Shaver argues that, nonetheless, the uniform traffic citation cannot serve as a citation for this offense because OCGA § 17-7-71 (b) (1) limits the offenses for which the uniform traffic citation can be used as a charging instrument, and underage possession of alcohol is not one of them. Shaver particularly points to State v. Rustin, 208 Ga. App. 431, 435 (430 SE2d 765) (1993), which addressed OCGA § 17-7-71 and stated that “[t]he import of these statutory and regulatory provisions is that a uniform traffic citation and complaint may serve as an accusation only for traffic offenses” and is not available to be used as a charging instrument for other, non-traffic offenses. (Emphasis supplied.) However, this reliance is misplaced. Rustin *300addressed OCGA § 17-7-71, which by its own terms does not apply to a municipal court, but only to “superior, state, or county courts.” OCGA § 17-7-71 (a). And OCGA § 17-7-71 deals with accusations, not citations, and is silent as to whether the uniform traffic citation can serve as a citation in a non-traffic offense; the uniform traffic citation is only mentioned therein as an exception to the accusation procedure. Rustin was also specifically concerned with the amendment of an accusation under OCGA § 17-7-71 (f), and no such question is presented here; not only is this prosecution not under an accusation, but there has been no attempt to amend the citation. Thus, Rustin is irrelevant as regards any consideration of the use of a uniform traffic citation as a citation for a non-traffic offense, and Rustin’s statement that “a uniform traffic citation and complaint may serve as an accusation only for traffic offenses,” does not apply. (Emphasis supplied.) Rustin, supra at 435.
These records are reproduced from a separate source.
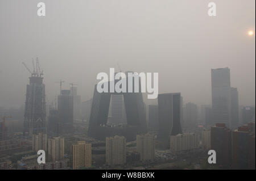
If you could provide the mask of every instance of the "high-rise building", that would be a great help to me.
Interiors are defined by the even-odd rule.
[[[128,74],[128,73],[126,73]],[[130,77],[131,76],[131,77]],[[110,92],[110,87],[118,81],[108,82],[108,92],[99,92],[95,85],[93,99],[90,111],[89,124],[88,135],[98,140],[104,140],[106,137],[115,135],[123,136],[128,141],[136,140],[136,135],[145,133],[147,132],[145,106],[143,101],[142,92],[139,77],[138,75],[127,75],[122,81],[128,83],[127,79],[133,79],[133,87],[136,87],[138,82],[138,92],[129,92],[126,86],[126,92]],[[138,80],[135,81],[135,80]],[[113,95],[123,96],[127,125],[125,126],[113,126],[108,124],[110,98]]]
[[[73,119],[81,119],[81,96],[77,95],[77,87],[71,87],[70,95],[73,96]]]
[[[111,95],[108,122],[113,125],[127,124],[123,95]]]
[[[148,128],[152,131],[158,131],[158,106],[148,106]]]
[[[225,167],[231,165],[231,131],[224,123],[210,128],[210,148],[216,152],[216,163]]]
[[[212,105],[201,105],[200,113],[200,122],[202,125],[209,125],[212,124],[210,113]]]
[[[170,137],[170,149],[174,152],[190,150],[198,148],[198,136],[193,133],[178,134]]]
[[[54,136],[59,136],[60,133],[60,123],[58,110],[51,108],[48,117],[47,133],[49,135]]]
[[[92,108],[92,99],[82,102],[81,103],[81,116],[82,119],[85,120],[89,123],[90,115],[90,110]]]
[[[32,136],[32,149],[36,151],[43,150],[47,150],[47,135],[45,133],[39,133]]]
[[[137,135],[137,151],[141,154],[141,161],[155,158],[155,135],[150,134]]]
[[[158,140],[168,147],[170,136],[182,133],[180,93],[163,94],[158,95],[159,131]]]
[[[92,166],[92,145],[85,141],[79,141],[72,145],[73,169],[89,168]]]
[[[251,125],[243,125],[232,132],[232,167],[255,170],[255,134]]]
[[[38,62],[37,60],[37,66]],[[42,75],[42,72],[34,70],[30,77],[30,84],[27,85],[23,133],[28,132],[30,136],[46,131],[45,86]]]
[[[126,140],[124,136],[106,138],[106,162],[109,165],[126,162]]]
[[[230,87],[229,68],[212,69],[212,101],[214,124],[234,129],[238,124],[238,94]]]
[[[205,150],[210,150],[210,130],[202,130],[202,148]]]
[[[49,161],[53,162],[63,159],[64,155],[64,138],[55,137],[48,140]]]
[[[242,124],[246,124],[248,123],[255,122],[255,107],[244,107],[242,111]]]
[[[184,126],[195,128],[197,125],[197,106],[192,103],[188,103],[184,109]]]
[[[73,131],[73,102],[71,91],[61,90],[61,95],[58,96],[59,118],[61,133],[71,133]]]

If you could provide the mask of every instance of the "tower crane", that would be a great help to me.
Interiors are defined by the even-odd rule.
[[[61,81],[61,79],[60,79],[60,81],[59,82],[55,82],[55,83],[60,83],[60,95],[61,94],[61,87],[62,87],[62,83],[64,82],[65,81]]]

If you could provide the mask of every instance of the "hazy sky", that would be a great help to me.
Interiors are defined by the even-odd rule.
[[[37,16],[44,2],[46,16]],[[208,4],[217,4],[217,16]],[[90,99],[97,74],[158,72],[159,93],[211,104],[210,69],[229,67],[240,104],[255,104],[255,0],[1,0],[0,106],[24,104],[32,58],[44,73],[48,104],[59,85]],[[147,101],[149,103],[156,100]]]

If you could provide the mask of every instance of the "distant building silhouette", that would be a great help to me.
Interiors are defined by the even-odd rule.
[[[92,145],[85,141],[79,141],[72,145],[73,169],[92,167]]]
[[[159,129],[158,105],[148,106],[148,128],[152,131],[158,131]]]
[[[71,91],[69,90],[61,90],[61,94],[58,96],[59,118],[61,133],[73,132],[73,102]]]
[[[27,85],[23,133],[45,132],[46,127],[45,86],[43,78],[32,74],[30,84]]]
[[[170,136],[181,134],[180,93],[158,95],[159,131],[158,140],[168,147]]]
[[[232,132],[232,166],[234,169],[255,169],[255,133],[252,124],[255,128],[255,124],[251,123]]]
[[[126,82],[128,84],[127,81]],[[133,82],[134,84],[134,81]],[[140,81],[139,92],[128,92],[128,91],[123,93],[110,92],[110,82],[108,83],[108,92],[98,92],[97,85],[95,86],[89,124],[89,136],[104,140],[106,137],[118,135],[125,136],[129,141],[135,140],[137,134],[146,133],[147,130],[146,110]],[[128,89],[127,86],[126,87]],[[127,125],[115,127],[107,124],[112,95],[123,95]]]
[[[48,140],[48,155],[49,161],[62,160],[64,155],[64,138],[55,137]]]
[[[195,128],[197,126],[198,117],[197,106],[192,103],[188,103],[183,110],[184,113],[184,126]]]
[[[126,163],[126,140],[123,136],[106,138],[106,162],[109,165]]]
[[[210,129],[210,147],[216,151],[216,162],[229,167],[232,160],[231,131],[224,123],[217,123]]]
[[[155,158],[155,135],[150,134],[137,135],[137,149],[142,161]]]
[[[212,69],[212,101],[214,124],[224,123],[230,129],[238,124],[238,95],[230,87],[229,68]]]
[[[242,111],[242,120],[243,124],[250,122],[255,122],[255,107],[245,106]]]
Nor does there appear to be any other impediment to allowing a uniform traffic citation to serve as a citation under OCGA § 3-3-23.1 (d). Although the uniform traffic citation was established to create a standard charging instrument for traffic offenses throughout the State, the uniform traffic citation is simply a printed form, promulgated by the Department of Public Safety. Neither the statute authorizing it nor the administrative rule establishing it restrict it to traffic offenses. See OCGA § 40-13-1; Rules of Department of Public Safety, Rule 570-19-.01. The administrative rule simply requires that it “shall be used by all law enforcement officers who are empowered to enforce the traffic laws and ordinances in effect in this State.” Rules of Department of Public Safety, Rule 570-19-.01. And OCGA § 40-13-1 contemplates the uniform traffic citation to be a versatile document, stating that the “form shall serve as the citation, summons, accusation, or other instrument of prosecution of the offense or offenses for which the accused is charged, and as the record of the disposition of the matter by the court before which the accused is brought. . . .” But for the appearance of the words “Uniform Traffic” at the top of the form, the propriety of using the document as a citation under OCGA § 3-3-23.1 (d) would not even be an issue. Thus, the appearance of those words does not render it improper as a charging instrument under OCGA § 3-3-23.1 (d).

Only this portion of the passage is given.